The Aftermath of COVID-19
“Obviously, COVID-19 has thrown everybody for a loop. But we are learning more every day,” says Mostafa O. El-Refai, MD, MS, MBA, interventional cardiologist with Norton Heart & Vascular Institute.
We do know, however, that COVID-19 can damage your heart, even if you haven’t had severe symptoms, according to El-Refai.
El-Refai spearheads the efforts to test college athletes from the University of Louisville and Bellarmine University for signs of heart damage — specifically, myocarditis, inflammation of the heart muscle.
If myocarditis is left untreated, “It can lead to long-term scarring, which could weaken the heart muscle and lead to more long-term effects,” says El-Refai. “The goal is to let the heart rest while it is inflamed so that it heals appropriately and is back to baseline.”
With two recent studies showing a large number of post-COVID-19 patients with some changes on cardiac magnetic resonance imaging (MRI) scans, due diligence is necessary to ensure the safety of these young, competitive athletes. El-Refai and Norton Sports Health physicians who work with the two universities developed a protocol that would safely screen student-athletes for possible heart disease.
“It includes an EKG [electrocardiogram], an echocardiogram and a troponin test, which measures heart enzymes,” says El-Refai. “They also are tested for two markers of inflammation — CRP [C-reactive protein] and ESR [erythrocyte sedimentation rate]. If those enzymes are high, it can mean there is inflammation in the heart.
“Our Norton Sports Health multidisciplinary and multi-professional team has been amazing. They’ve helped us make it a one-stop shop. Athletes come in and get all those tests at once. We interpret them the same day, and then the team doctors have the results by the next morning.”
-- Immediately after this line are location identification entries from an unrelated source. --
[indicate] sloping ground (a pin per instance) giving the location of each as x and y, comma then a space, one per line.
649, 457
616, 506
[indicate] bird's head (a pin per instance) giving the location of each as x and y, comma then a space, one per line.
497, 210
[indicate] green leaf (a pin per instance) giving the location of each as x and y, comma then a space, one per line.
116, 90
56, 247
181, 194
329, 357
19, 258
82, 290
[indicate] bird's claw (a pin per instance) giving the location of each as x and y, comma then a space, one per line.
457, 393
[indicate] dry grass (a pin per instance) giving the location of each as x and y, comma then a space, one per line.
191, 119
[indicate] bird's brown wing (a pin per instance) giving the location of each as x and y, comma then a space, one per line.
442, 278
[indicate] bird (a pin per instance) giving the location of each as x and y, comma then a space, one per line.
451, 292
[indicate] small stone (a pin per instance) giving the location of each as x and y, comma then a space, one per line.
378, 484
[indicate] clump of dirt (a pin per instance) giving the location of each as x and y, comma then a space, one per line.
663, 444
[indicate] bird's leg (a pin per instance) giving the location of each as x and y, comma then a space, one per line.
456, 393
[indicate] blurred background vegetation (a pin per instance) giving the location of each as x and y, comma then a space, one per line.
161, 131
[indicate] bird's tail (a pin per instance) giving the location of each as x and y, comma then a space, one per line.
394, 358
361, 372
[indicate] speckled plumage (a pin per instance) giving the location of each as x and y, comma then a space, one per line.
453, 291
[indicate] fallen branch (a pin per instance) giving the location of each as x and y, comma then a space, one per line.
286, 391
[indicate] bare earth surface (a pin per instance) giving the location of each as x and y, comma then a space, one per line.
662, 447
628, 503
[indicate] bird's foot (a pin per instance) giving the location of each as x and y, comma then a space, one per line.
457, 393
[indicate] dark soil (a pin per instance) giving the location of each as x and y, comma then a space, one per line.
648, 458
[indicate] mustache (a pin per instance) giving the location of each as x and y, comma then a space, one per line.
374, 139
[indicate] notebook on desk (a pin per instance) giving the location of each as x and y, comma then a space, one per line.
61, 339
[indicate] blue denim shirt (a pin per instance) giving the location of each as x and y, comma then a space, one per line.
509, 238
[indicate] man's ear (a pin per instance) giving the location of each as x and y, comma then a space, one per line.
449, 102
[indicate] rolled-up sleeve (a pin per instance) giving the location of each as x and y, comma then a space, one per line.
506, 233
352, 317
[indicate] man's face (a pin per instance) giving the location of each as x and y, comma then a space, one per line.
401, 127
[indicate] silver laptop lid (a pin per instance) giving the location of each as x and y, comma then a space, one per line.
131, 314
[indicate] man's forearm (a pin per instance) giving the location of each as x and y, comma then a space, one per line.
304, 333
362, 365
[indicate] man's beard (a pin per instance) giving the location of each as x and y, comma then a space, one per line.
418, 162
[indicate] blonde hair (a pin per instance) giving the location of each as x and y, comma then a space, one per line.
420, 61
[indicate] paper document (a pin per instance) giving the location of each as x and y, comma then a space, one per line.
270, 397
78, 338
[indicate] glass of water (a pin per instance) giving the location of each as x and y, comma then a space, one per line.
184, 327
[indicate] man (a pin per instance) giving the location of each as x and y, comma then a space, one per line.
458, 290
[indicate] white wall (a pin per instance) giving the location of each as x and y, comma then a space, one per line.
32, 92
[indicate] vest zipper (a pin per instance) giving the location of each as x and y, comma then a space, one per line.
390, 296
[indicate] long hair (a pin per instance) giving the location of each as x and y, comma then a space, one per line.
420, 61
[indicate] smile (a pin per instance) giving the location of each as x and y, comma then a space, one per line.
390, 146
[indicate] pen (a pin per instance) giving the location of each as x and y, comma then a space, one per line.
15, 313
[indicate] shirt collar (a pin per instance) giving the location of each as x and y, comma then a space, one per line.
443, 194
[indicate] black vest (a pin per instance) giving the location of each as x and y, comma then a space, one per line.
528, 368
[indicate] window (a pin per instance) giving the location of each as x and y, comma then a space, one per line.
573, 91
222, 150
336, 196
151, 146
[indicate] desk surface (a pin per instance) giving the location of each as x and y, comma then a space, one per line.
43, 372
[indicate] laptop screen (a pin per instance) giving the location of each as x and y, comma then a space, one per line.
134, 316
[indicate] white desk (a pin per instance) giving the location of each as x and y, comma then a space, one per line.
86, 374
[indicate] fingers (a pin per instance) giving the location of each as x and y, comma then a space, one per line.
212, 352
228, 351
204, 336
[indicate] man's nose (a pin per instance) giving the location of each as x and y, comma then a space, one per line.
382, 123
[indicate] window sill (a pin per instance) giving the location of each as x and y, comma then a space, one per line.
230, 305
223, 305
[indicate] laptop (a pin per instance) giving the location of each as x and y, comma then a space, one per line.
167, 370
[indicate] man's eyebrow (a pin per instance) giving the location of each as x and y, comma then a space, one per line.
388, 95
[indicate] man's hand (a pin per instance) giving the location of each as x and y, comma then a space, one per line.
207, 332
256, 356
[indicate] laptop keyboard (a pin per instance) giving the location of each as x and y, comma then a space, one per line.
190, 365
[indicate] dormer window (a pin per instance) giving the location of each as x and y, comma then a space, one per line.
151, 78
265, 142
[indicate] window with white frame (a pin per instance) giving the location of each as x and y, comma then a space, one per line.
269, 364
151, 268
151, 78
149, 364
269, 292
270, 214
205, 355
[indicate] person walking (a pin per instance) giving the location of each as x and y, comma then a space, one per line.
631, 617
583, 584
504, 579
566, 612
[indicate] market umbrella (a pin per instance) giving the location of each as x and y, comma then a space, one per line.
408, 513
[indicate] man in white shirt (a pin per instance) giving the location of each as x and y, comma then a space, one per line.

It’s hard to tell an otherwise healthy 19-year-old who is used to high physical performance to rest, especially when they don’t have any pain or other severe symptoms, according to El-Refai.
“We remind them their test results suggest that there might be inflammation, so we don’t want to do more damage,” he says. “We need you to rest. This is not the time to tough it out.”
If the athlete’s symptoms are more severe, the athlete could require hospitalization and advanced therapies. Fortunately, the majority have tolerated the condition well. Patients also are triaged to other specialists if needed.
“If we rule out heart issues, but they’re having shortness of breath, they are sent to a pulmonologist,” says El-Refai. “If they’re having dizziness, they are sent to neurology. The point people, Dr. Newcomer and Dr. Curry, are the overseers of their general health, and if things arise, they send them to the appropriate providers in the various specialties.”
“We will continue to adapt as new data and national guidance arises. Each and every team member is invested in the well-being of the young athletes in our community,” says El-Refai. “We take their care very seriously.”